© Stuart Shave/Modern Art
Architect’s rendering of the exterior view of Stuart Shave/Modern Art's new gallery at 23-25 Eastcastle Street

Courtesy The Approach
The Approach W1 at 4 Mortimer Street in Fitzrovia
Of course, with the currently booming contemporary market, some galleries can afford the best of both worlds—a smaller space in the commercially viable West, and a larger, more curatorially minded gallery in the east.
White Cube, for instance, has returned to its West End roots, where it started in 1993 before moving east in 2000, opening a new space last September that will mount more commercially viable exhibitions while its East End base, at Hoxton Square, continues to showcase some of its younger artists.

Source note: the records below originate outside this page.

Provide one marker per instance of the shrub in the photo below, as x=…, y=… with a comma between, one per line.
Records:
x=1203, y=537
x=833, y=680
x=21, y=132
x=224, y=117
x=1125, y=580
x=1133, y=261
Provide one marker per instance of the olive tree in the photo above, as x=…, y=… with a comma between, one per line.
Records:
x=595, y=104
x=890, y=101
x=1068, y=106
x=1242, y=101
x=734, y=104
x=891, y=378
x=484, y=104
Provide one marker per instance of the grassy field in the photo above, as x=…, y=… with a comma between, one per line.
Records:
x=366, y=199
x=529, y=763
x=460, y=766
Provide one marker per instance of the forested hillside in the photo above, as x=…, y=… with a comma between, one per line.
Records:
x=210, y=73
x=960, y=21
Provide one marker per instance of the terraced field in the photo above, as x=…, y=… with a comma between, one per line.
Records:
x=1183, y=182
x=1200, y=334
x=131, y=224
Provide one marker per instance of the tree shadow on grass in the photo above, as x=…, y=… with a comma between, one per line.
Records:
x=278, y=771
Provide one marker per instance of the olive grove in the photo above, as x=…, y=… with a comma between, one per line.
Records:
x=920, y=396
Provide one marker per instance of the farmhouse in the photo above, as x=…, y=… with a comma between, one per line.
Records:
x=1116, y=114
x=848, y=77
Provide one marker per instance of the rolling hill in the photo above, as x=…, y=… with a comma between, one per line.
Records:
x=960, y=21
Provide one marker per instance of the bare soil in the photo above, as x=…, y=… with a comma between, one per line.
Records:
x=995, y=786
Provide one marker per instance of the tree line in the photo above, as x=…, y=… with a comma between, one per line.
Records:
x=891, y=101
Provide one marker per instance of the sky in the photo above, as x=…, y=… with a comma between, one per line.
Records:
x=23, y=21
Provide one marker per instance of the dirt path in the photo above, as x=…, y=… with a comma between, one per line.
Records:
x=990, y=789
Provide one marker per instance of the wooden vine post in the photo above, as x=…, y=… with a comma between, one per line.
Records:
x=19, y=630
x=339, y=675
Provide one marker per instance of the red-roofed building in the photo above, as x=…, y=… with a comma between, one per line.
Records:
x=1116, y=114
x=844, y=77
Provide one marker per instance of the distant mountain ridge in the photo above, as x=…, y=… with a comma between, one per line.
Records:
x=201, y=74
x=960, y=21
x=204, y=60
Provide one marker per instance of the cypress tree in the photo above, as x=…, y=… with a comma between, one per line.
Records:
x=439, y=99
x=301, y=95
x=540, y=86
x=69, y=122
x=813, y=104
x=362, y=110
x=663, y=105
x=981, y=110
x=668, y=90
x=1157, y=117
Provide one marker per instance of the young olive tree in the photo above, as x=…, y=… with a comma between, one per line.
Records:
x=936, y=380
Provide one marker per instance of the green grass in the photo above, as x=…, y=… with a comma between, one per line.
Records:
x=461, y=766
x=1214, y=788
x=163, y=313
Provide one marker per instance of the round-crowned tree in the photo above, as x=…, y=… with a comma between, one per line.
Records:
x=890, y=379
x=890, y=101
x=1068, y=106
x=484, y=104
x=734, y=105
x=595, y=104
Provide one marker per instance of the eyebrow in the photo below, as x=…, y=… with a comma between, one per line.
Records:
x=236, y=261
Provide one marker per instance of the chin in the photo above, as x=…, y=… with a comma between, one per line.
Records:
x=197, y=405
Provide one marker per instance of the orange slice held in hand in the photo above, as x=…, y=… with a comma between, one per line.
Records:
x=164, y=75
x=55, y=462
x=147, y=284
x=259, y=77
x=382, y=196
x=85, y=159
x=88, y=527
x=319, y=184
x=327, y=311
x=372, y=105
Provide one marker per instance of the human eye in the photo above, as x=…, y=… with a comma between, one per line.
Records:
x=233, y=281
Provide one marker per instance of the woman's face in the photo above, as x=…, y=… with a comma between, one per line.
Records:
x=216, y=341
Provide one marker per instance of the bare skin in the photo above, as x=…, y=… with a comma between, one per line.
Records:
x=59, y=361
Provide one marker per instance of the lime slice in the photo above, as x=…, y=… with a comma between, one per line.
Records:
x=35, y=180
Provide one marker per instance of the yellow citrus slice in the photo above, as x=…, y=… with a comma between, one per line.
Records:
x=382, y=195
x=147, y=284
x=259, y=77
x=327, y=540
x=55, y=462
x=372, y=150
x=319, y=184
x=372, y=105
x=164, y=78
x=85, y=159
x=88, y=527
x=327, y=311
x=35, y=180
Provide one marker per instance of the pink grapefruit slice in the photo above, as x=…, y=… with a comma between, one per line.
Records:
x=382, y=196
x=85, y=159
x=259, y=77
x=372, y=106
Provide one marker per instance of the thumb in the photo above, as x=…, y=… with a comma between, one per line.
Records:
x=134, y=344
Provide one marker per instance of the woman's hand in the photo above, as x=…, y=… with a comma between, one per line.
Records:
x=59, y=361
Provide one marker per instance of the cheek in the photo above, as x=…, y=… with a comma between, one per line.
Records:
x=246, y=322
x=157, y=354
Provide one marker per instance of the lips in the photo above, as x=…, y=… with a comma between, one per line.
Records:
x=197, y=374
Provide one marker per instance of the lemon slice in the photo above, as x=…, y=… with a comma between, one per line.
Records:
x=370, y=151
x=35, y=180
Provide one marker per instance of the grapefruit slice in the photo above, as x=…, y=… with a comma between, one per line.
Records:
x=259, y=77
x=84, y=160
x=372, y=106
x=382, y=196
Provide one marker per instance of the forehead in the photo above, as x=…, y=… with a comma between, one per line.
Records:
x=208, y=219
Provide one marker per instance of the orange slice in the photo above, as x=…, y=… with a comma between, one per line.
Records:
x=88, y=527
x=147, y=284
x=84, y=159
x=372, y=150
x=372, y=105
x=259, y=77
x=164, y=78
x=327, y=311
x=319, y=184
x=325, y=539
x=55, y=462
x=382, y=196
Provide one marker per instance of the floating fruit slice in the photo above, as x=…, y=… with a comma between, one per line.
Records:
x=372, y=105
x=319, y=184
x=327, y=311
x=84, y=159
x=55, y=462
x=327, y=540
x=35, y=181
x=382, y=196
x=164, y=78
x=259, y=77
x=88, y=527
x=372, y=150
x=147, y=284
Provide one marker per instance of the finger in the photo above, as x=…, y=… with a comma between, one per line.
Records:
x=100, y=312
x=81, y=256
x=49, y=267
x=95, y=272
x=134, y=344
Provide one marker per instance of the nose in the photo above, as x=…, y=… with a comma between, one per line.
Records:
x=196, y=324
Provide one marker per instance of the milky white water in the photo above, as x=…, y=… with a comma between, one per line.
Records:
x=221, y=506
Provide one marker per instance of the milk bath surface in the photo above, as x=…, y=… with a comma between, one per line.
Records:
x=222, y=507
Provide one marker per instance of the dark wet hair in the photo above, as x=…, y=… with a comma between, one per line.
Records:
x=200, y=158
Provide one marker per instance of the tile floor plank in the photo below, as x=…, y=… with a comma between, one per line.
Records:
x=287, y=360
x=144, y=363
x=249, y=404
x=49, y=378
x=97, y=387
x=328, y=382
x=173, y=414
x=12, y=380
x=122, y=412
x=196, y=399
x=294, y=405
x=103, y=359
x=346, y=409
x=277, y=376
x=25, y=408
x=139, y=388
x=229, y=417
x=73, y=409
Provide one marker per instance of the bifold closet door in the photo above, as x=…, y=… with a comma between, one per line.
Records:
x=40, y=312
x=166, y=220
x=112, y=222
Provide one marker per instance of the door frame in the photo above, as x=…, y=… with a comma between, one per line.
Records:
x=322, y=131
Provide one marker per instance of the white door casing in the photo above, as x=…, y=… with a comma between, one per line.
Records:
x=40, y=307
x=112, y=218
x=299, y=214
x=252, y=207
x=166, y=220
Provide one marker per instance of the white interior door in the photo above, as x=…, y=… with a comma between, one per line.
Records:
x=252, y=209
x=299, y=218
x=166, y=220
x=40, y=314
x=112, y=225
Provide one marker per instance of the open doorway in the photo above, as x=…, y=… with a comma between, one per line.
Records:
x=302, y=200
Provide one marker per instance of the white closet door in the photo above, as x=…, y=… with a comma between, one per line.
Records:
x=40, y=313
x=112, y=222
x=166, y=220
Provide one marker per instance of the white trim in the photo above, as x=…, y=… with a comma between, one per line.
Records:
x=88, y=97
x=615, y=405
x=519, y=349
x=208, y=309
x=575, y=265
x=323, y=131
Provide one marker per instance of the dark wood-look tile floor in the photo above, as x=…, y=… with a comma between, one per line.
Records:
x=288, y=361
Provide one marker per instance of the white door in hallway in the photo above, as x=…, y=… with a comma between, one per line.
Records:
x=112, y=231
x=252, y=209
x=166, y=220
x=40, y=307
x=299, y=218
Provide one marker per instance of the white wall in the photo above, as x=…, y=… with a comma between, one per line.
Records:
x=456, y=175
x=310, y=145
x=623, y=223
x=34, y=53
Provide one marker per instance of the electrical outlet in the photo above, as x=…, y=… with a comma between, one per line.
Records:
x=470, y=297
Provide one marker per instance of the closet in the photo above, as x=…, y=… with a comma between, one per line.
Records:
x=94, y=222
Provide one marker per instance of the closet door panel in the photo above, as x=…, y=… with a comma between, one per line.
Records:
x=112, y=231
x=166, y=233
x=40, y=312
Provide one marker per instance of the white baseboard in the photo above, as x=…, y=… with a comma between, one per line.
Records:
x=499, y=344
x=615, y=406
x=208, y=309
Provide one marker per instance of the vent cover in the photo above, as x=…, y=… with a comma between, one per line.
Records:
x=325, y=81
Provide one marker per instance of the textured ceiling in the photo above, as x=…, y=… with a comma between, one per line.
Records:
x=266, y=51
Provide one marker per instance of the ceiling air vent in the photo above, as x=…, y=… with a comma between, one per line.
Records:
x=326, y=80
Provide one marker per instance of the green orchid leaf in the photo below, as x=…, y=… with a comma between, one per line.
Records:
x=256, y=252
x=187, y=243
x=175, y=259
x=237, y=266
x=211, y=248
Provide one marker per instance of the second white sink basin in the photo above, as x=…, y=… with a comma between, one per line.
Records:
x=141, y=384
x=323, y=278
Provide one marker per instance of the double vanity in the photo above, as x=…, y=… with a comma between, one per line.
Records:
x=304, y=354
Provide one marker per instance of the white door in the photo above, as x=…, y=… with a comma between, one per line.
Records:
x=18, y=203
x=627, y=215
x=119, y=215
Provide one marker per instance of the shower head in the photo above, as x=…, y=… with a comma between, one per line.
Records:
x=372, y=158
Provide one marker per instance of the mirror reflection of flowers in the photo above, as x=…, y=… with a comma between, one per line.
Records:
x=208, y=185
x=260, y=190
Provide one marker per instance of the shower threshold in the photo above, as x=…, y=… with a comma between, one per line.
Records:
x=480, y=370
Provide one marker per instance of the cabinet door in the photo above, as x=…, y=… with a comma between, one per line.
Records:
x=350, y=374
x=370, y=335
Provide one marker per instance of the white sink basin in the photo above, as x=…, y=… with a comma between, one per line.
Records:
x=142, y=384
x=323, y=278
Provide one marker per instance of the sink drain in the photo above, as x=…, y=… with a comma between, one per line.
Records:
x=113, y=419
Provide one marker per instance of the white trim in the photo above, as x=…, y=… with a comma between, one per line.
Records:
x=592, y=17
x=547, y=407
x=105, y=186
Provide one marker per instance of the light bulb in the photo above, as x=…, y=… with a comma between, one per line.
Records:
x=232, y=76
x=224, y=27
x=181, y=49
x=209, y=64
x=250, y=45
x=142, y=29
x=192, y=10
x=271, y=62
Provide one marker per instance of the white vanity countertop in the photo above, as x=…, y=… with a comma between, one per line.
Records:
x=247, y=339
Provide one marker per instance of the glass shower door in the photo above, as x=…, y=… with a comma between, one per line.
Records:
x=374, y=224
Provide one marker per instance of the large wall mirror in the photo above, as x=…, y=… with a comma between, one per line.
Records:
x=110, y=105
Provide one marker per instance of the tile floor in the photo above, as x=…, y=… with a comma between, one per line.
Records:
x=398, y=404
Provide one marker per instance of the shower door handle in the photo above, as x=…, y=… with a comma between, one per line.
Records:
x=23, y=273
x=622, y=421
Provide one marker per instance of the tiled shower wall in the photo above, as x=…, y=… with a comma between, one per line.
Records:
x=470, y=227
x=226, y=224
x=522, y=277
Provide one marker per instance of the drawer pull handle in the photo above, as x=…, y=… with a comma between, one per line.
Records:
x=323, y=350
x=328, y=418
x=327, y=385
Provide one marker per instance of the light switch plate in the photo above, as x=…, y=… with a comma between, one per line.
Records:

Jake Miller at the Approach is taking a similar tack. His Fitzrovia gallery opened with one of his biggest names, Stezaker, and the current group show there includes such salable artists as Raedecker and
Francis Picabia. Meanwhile, across town Miller is showing Dutch artist
Germaine Kruip, whose work is more conceptual and site-specific, in the gallery’s original space, located above a pub favored by the young art crowd. “Having two spaces gives us flexibility to put on artists we’ve worked with for a long time in the West End and bring in newer, younger artists, whose work perhaps does not sell for quite so much, in the East End,” Miller says.
Does the exodus out of the East End mean the end of an area that, by providing cheap real estate and ample display space, revolutionized British art both commercially and creatively? Shave is vehement that it does not. “Being in the East End has been the secret of the gallery’s success,” he says. “It’s a really important area for art internationally, and it’s still got amazing energy.” Indeed, it is unlikely Shave’s old property will remain empty for long. Young dealers with unknown artists pop up regularly along Vyner Street, and Wilkinson, one of the most important galleries in the market, remains so confident of the area’s ongoing appeal that it opened a 6,000-square-foot museum-size space there in September.
Fitzrovia is an addition to the London scene, not a replacement, and those involved hope it will be perceived as a place that combines the commercial nous of the West End with the curatorial passion of the East. Says Pollozzan: “Fitzrovia, it’s probably the East End of the West End.”